Christiane Kameni Ngassa, ETIS, équipe ICI.

This work is concerned with the design of fault-tolerant decoder architectures for binary LDPC codes, able to provide efficient error protection even if they operate on faulty hardware. This is a completely new paradigm in coding theory, as it was traditionally assumed that the operations of an error correction decoder are deterministic and that the randomness (in the form of noise and/or errors) exists only in the transmission channel. In the first part, we investigate the behavior of Min-Sum-based decoders running on circuits made of probabilistic components. Simple error models are used to describe the probabilistic behavior of the arithmetic operators used by the Min-Sum decoder. We then evaluate the impact of various error models on the decoder's performance and show that in most cases the Self-Corrected Min-Sum decoder is robust to such a probabilistic behavior. In the second part, we deal with imprecise arithmetic operators. Such arithmetic operators have a deterministic behavior, but they may output a wrong result. Imprecise arithmetic is usually obtaining by pruning some of the components of the exact operator, in order to decrease the energy consumption of the circuit. We investigate the impact of imprecise operators on both the performance and the energy consumption of several Min-Sum-based decoders.
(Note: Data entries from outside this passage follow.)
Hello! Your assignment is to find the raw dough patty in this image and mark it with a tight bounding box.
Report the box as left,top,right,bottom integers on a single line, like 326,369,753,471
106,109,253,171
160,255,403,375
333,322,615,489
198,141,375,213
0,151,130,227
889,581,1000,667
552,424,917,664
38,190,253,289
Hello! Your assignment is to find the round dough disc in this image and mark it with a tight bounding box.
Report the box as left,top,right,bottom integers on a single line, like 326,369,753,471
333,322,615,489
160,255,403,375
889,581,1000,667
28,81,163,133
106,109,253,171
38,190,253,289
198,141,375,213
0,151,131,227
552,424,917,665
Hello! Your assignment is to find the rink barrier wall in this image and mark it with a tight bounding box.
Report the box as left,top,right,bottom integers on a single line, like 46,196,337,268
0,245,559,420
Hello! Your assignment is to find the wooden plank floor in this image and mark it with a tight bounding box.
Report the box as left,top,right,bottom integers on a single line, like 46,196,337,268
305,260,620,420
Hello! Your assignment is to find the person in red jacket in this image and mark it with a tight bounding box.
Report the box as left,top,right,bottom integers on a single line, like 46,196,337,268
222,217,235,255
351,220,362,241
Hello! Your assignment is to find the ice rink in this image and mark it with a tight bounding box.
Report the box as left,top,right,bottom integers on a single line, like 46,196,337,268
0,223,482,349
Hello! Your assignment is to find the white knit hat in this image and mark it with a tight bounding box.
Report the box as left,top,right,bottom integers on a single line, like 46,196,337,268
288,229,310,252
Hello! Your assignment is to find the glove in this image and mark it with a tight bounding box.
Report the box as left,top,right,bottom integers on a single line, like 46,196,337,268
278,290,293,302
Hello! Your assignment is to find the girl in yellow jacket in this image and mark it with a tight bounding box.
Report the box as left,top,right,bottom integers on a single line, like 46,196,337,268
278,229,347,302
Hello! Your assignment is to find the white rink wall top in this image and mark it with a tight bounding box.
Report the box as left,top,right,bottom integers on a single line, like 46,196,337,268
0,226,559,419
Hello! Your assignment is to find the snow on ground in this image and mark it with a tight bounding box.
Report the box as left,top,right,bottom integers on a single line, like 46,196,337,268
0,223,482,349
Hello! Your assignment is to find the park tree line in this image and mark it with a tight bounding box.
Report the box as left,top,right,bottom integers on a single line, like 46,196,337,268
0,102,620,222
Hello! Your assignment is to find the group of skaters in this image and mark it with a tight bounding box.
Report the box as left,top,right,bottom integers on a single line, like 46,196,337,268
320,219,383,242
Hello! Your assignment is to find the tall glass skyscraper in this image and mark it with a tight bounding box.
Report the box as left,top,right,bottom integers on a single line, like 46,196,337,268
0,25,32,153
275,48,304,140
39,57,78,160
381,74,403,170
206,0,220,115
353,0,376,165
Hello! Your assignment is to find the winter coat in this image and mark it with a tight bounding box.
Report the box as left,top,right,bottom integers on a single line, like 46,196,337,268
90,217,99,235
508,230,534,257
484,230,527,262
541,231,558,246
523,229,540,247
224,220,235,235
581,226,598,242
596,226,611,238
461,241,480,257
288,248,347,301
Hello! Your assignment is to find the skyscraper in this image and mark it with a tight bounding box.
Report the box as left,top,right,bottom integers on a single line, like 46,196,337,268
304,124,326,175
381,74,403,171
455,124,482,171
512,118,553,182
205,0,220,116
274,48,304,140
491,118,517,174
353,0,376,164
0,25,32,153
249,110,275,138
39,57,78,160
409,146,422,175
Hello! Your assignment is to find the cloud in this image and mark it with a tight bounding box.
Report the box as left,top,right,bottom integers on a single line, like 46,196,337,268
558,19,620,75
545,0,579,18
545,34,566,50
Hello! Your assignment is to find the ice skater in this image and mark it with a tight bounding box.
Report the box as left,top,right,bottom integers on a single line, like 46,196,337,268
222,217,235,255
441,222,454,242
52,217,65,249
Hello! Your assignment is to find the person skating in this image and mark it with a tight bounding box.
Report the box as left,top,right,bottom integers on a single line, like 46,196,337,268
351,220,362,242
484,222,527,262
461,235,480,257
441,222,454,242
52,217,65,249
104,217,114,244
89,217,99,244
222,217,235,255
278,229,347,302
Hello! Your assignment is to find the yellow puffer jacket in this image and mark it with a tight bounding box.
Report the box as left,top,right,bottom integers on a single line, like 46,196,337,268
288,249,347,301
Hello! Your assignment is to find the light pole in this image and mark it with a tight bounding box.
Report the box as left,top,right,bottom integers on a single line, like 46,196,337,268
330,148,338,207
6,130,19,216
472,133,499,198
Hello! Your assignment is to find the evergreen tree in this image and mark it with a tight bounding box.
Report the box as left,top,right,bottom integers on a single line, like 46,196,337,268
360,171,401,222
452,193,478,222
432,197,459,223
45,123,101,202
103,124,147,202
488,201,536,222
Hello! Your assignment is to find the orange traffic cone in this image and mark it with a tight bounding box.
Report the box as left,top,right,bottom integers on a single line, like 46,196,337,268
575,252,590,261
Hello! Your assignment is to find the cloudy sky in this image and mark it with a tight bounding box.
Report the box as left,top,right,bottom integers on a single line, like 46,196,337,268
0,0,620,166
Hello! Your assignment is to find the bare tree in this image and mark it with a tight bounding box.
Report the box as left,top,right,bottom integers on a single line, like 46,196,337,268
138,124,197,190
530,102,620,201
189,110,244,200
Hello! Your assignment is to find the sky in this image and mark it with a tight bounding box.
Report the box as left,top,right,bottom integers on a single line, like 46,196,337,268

Performance Bounds for Spatially-Coupled LDPC Codes over the Block Erasure Channel

Iryna Andriyanova, ETIS, équipe ICI.

Here, we derive upper and lower bounds on the decoding performance of spatially-coupled LDPC codes, assuming the transmission over the block erasure channel. Although relatively simple, the bounds catch well the decay of the erasure probability after decoding when the block erasure probability decreases. The presented result can be further extended to block-fading transmission channels.

Rewriting Codes for Flash Memories

Paul H. Siegel, University of California, San Diego.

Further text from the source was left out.